These are very common questions asked to dive professionals all over the world.
Good buoyancy control is a crucial part of diving which allows you to dive safely, while avoid damaging the reef or your equipment. When properly weighted, you will consume less air, and generally enjoy your dive more.
Although mastering this art requires time and practice, a very good place to start is with appropriate weighting!
How do you know if you took way too much weigh for your dive?
- At the surface, with a fully inflated BCD (Buoyancy Control Device), do you need to kick constantly to keep your head above water?
- While descending do you have trouble controlling your speed? Do you have trouble equalizing because you are sinking like a stone?
- At the bottom, do you have to add a lot of air to your BCD?
- Do you have a hard time maintaining a horizontal position?
- Does it take a lot of energy to move? Do you frequently have bottom contact when you dive?
- Do you often have a Yo-Yo profile, going up and down frequently? Do you have to regularly add and remove air from your BCD?
If your answer is yes to one of these question you have probably way too much weight on your weight-belt or in your weight-pockets!!!
How do you know if you are underweighted?
- Do you have trouble descending? Even with your lungs and BCD fully emptied?
- Do you have trouble staying at the bottom without any air in your BCD?
- Do you tend to float up towards the surface?
- Do you find it impossible to remain stable during your safety stop?
If your answer is yes to one of these question you have probably way too little weight on your weight-belt or in your weight-pockets!!!
How to find the right amount of weight you need?
With a 3mm wetsuit in salt water, with a 12L aluminum tank, you will need around 5% of your body weight.
With a 5mm wetsuit in salt water, with a 12L aluminum tank, you will need around 8% of your body weight.
Example : Diver of 75kg with a 3mm wetsuit, 12L Alu tank = 4kg
Diver of 60kg with a 5mm wetsuit 12L Alu tank = 5kg
Of course, adapt it depending if it’s salt of fresh water, aluminum or steel tank, 12L or 15L tank, and most of all the experience of every diver!
- Difference between steel and aluminum tank
- Is 0,75kg negatively buoyant when full
- Is 1,25kg positively buoyant when reached 35bar
A 12L steel tank :
- Is 4kg negatively buoyant when full
- Is still 1,3kg negatively buoyant when empty
So, if you dive with a steel tank, you will need less weight than with Aluminum tank (about 2,5kg).
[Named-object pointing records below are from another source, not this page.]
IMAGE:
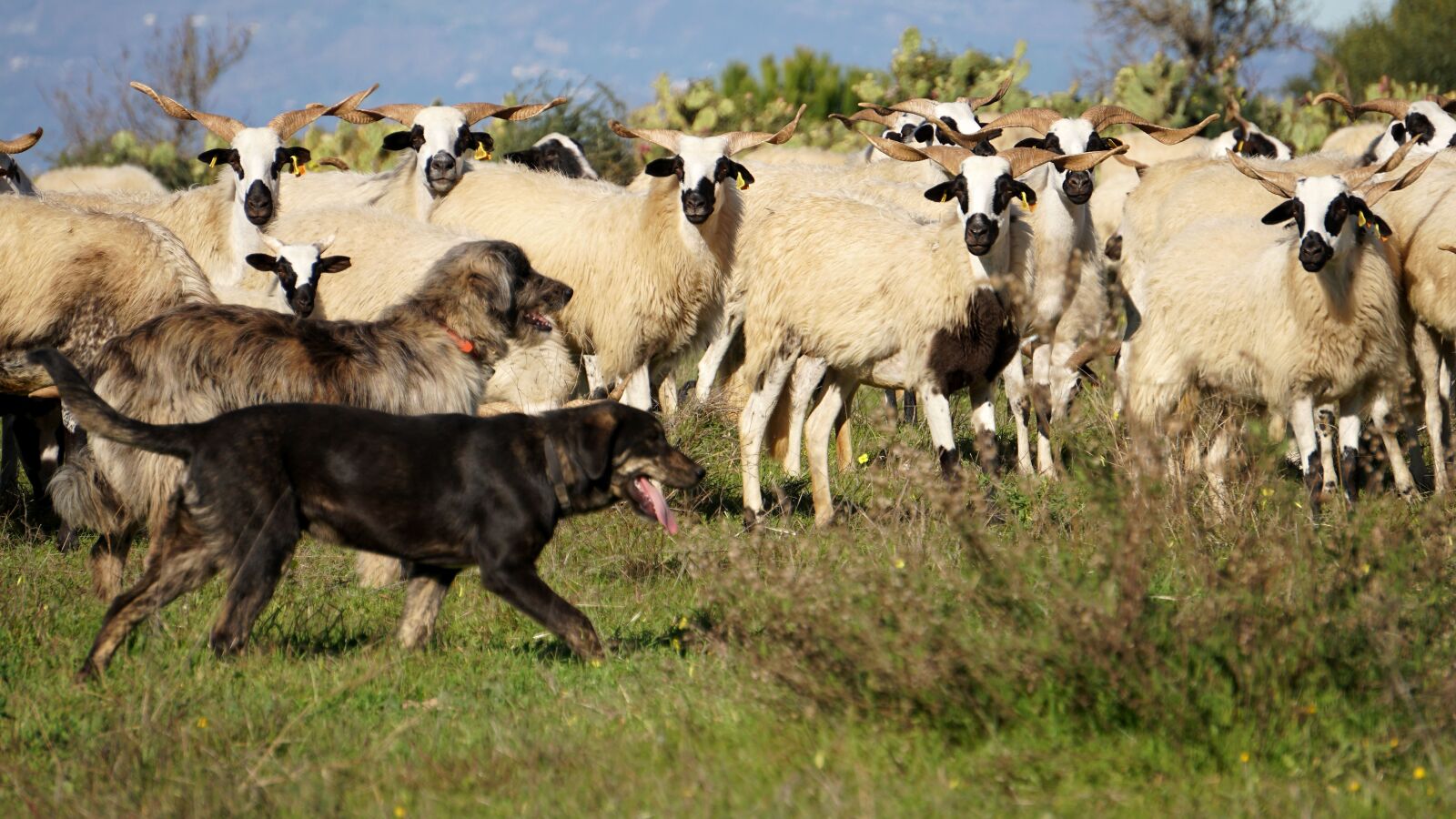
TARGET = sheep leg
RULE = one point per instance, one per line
(1426, 347)
(1014, 378)
(943, 433)
(596, 385)
(1216, 464)
(983, 419)
(820, 428)
(1325, 433)
(1041, 401)
(1302, 420)
(1394, 453)
(807, 373)
(713, 359)
(638, 390)
(752, 423)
So choose Steel tank when possible if you are diving with a thick exposure suit.
- If you dive with a 15L tank
Remove 1 to 2 kg if using a steel tank
- Difference between fresh water and salt water
There are also differences in the salinity of each ocean. Ask the local guides whenever you go to a new destination.
Consider the weight of your gear
Your Regulator, fins, torch, camera can also make a big difference.
In practice, how do you know that you are perfectly weighted?
Ok, so I managed to do my safety stop properly, now, how do I know if I can still shed another weight for the next dives?
- With roughly 50bar left in your tank at the surface, deflate your BCD completely.
- Hold a normal breath without moving.
- You should be able to float at eye level.
- When you exhale, you should sink slowly.
When you find the right amount of weight for you, it is normal for you to begin your dive by adding a small amount of air to your BCD to become neutrally buoyant at depth. As you reduce your depths and use the air in your tank you will need to release some of the air to remain neutral throughout the dive.
With experienced you will get more comfortable and understand how to use your breathing as buoyancy and it will become as natural as walking.
Using your lungs to adjust whether you rise up or descend is they key to happily floating around the dive site with ease, but remember to never hold your breath!
Remember that the inflator button on your BCD is not an elevator and should be used sparingly.
See you next season, with perfect buoyancy !!